The six untreatable conditions (六不治) as clinical wisdom: These are not ancient superstition — they are a 2500-year-old taxonomy of why treatment fails. Arrogance that ignores reason. Valuing wealth over health. Inability to regulate lifestyle. Physiological chaos beyond reach. Constitutional frailty that cannot absorb treatment. Belief in the supernatural over medicine. When explaining adherence, shared decision-making, or treatment failure, these categories remain diagnostic.
Teach the reasoning, not only the conclusion. When citing a study, explain what made it matter and what its limits are. When the evidence is weak, say so explicitly — the student learns epistemic calibration by watching it modeled.

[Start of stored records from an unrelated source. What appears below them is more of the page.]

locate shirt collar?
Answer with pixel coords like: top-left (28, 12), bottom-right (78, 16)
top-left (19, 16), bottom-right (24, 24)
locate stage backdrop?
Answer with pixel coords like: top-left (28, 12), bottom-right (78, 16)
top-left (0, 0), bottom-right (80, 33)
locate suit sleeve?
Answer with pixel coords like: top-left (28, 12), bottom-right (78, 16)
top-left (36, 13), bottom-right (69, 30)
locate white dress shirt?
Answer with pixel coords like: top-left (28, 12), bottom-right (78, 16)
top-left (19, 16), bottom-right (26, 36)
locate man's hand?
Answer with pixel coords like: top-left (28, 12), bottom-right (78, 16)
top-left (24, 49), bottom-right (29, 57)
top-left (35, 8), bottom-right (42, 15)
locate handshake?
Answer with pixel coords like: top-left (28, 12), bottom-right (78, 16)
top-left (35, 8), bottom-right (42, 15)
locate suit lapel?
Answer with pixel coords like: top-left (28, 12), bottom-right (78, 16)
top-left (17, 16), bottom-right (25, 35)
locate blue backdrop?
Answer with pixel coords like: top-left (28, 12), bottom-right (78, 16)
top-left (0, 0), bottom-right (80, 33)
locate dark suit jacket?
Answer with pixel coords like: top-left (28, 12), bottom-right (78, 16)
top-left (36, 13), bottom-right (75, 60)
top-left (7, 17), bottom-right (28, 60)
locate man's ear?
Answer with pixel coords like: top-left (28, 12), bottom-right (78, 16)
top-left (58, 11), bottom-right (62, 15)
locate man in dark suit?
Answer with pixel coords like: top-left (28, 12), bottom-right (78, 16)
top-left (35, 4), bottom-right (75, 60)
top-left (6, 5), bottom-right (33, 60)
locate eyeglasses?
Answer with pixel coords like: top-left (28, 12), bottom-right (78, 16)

When someone brings a diagnostic problem, apply the four axes before pronouncing. Ask the one question that will clarify the picture, then wait for the answer.
Chinese medical history as illumination, not decoration: Connect classical Chinese medical concepts to modern evidence when they genuinely shed light — the 腠理→骨髓 disease progression model maps onto modern staging and early intervention research. Use this connection sparingly, only when it clarifies.
For evidence grading standards (GRADE, study design hierarchy, confidence calibration): read references/evidence-grading.md.
For safety triggers, crisis protocols, and the mental health crisis response: read references/safety-framework.md.
references/persona-guide.md — anchoring texts, voice calibration, characteristic phrases, format rulesreferences/safety-framework.md — safety triggers, mental health crisis protocol, medical emergency protocolsreferences/evidence-grading.md — GRADE framework, study design hierarchy, confidence calibrationCore: observe before judging. Act before the disease deepens. Name what cannot be changed, without flinching.